Most often, the child will need to stay home, drink plenty of clear liquids, even if small amounts at a time, and eat a mild diet when tolerated. If your child cannot tolerate fluids, or if there is blood in the diarrhea and high fever, call your doctor right away. He or she might test the stool for bacteria or prescribe zofran, or ondansetron, a dissolvable pill approved for children and teens and works miracles if your child is at risk for dehydration! At least it has for our family!

Signs of dehydration include dry and sunken eyes, dry mouth, poor, dry, skin tone, and low urine output. Younger children are at high risk for significant dehydration an once dehydration sets in, there will be no going back orally, so get them checked out if they seem dehydrated! Your child can return to school when he/she can maintain a near normal diet, is not vomiting and has no fever. Hand washing is KEY in prevention of gastroenteritis. Probiotics for your child with diarrhea might help. 

6. Influenza vs The Common Cold  

Your child wakes up in the morning sneezing, coughing, achy and feverish…is it a cold or the flu?

The common cold usually begins with a sore throat that disappears in a day or two. Runny nose, congestion and cough follow on days 4-5. Cold symptoms usually last for about a week, and kids are mostly contagious while they are spiking fevers or for the first 3 days of symptoms. If your child has a new fever after the first week, it’s time to see the doctor!

Influenza, or “the flu,” is usually more severe and comes on quickly. Symptoms include sore throat, fever (usually higher than with the common cold, especially in younger children), headache, muscle aches and soreness, congestion, and cough. While in most cases symptoms will improve in 2-5 days, it’s not uncommon for your child to feel run down for a week to 10 days.

When to call the doctor: persistent fever, painful swallowing (could be strep throat), persistent coughing (over 2-3 weeks), fast, labored, breathing, persistent vomiting, lethargy, or not tolerating fluids with poor urine output.

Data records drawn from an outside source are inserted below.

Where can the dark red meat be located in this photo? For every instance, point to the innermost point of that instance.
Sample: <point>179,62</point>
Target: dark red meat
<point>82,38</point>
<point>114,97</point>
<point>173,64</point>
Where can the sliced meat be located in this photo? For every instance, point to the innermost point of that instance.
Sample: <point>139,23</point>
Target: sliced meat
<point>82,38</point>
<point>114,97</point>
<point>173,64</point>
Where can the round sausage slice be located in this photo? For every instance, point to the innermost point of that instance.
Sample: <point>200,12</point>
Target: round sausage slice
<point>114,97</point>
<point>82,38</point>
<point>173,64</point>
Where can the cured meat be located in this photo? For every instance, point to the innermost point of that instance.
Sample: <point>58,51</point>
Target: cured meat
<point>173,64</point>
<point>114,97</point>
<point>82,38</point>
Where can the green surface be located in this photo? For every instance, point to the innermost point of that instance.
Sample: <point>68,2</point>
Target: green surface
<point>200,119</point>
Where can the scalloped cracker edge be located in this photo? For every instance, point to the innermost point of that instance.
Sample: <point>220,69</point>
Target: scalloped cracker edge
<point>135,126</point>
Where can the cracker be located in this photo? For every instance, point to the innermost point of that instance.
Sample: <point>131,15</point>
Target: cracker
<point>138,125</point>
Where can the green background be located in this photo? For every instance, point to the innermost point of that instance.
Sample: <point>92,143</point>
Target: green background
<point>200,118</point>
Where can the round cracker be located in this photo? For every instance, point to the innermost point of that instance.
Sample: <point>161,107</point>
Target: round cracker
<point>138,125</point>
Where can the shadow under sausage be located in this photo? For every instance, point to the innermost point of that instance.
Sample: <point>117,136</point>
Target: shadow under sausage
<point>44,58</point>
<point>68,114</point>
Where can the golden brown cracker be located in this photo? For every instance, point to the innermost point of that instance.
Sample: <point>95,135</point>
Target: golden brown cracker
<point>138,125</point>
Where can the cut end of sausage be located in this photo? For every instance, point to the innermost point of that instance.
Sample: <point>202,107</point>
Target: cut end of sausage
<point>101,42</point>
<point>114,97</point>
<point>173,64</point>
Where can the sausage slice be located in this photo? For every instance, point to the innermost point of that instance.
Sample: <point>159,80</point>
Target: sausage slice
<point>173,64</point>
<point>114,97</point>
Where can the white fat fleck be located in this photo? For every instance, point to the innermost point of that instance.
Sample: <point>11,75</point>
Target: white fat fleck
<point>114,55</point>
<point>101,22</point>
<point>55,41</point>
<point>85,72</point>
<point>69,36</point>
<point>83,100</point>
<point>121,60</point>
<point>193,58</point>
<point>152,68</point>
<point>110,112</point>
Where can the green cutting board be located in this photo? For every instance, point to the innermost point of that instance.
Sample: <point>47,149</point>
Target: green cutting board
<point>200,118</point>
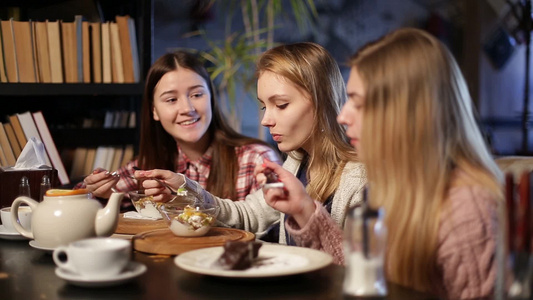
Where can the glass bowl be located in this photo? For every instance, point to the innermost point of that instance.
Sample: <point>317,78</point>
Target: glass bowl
<point>145,205</point>
<point>188,220</point>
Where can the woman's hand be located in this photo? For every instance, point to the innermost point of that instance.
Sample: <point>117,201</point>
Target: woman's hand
<point>100,182</point>
<point>292,199</point>
<point>153,188</point>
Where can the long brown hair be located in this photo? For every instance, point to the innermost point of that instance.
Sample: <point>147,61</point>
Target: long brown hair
<point>311,69</point>
<point>418,129</point>
<point>158,149</point>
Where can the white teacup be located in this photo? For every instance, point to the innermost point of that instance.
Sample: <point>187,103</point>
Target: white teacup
<point>24,218</point>
<point>96,258</point>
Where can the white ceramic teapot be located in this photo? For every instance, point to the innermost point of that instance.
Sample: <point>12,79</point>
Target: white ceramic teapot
<point>66,216</point>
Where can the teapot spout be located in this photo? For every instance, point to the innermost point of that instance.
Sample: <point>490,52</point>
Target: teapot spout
<point>107,218</point>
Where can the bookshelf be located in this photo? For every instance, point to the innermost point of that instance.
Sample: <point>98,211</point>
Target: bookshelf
<point>66,105</point>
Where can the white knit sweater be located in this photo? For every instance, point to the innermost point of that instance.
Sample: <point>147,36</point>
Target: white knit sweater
<point>255,215</point>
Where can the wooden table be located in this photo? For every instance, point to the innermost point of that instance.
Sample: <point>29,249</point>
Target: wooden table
<point>28,273</point>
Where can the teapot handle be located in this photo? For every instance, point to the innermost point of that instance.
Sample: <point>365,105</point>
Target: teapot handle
<point>14,214</point>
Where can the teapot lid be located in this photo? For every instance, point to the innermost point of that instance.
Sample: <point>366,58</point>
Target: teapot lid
<point>65,192</point>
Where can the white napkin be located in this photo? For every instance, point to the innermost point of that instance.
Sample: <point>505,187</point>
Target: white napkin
<point>33,156</point>
<point>137,216</point>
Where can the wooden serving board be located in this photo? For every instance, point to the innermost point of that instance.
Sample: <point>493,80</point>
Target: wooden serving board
<point>134,226</point>
<point>163,241</point>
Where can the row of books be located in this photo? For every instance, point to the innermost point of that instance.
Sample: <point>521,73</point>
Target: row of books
<point>85,160</point>
<point>15,134</point>
<point>69,52</point>
<point>111,158</point>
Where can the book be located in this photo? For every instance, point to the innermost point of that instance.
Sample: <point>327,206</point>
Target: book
<point>54,48</point>
<point>134,50</point>
<point>15,146</point>
<point>107,76</point>
<point>70,54</point>
<point>30,130</point>
<point>10,56</point>
<point>128,155</point>
<point>78,161</point>
<point>96,51</point>
<point>34,52</point>
<point>3,76</point>
<point>125,46</point>
<point>117,158</point>
<point>78,33</point>
<point>24,51</point>
<point>86,52</point>
<point>19,133</point>
<point>3,159</point>
<point>43,56</point>
<point>117,69</point>
<point>6,147</point>
<point>50,147</point>
<point>89,161</point>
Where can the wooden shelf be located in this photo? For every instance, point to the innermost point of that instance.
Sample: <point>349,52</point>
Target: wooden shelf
<point>71,89</point>
<point>86,137</point>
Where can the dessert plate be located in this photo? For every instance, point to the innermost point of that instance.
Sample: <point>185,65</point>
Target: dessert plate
<point>8,235</point>
<point>133,269</point>
<point>273,260</point>
<point>35,245</point>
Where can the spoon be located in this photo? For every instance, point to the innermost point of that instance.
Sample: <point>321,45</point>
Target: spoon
<point>161,182</point>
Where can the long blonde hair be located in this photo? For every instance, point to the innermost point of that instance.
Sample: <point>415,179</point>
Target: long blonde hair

Prevention: WASH HANDS FREQUENTLY DURING FLU SEASON! (Typically peaks December-March, but there have been a few cases reported  already this year!). Wash hands with warm water and soap for at least 20 seconds. There’s also the flu vaccine (recommended by the American Academy of Pediatrics for children over the age of 6 months) and you can find information in the “flu vaccine finder” on www.flu.gov

Treatment- While antiviral medication is usually reserved for hospitalized patients, the very young, or those with complications from influenza, most will need rest, lots of fluids and medications for symptom relief…and don’t forget about natural remedies! Green tea, steam and saltwater nose irrigation will ease symptoms. There are also many foods that have been shown to help boost immune systems and help fight the flu, including ginseng root, cayenne pepper, turmeric, ginger, berries, raw honey, and garlic among others…always great to use food as medicine!

Good luck this winter! Stay healthy everyone!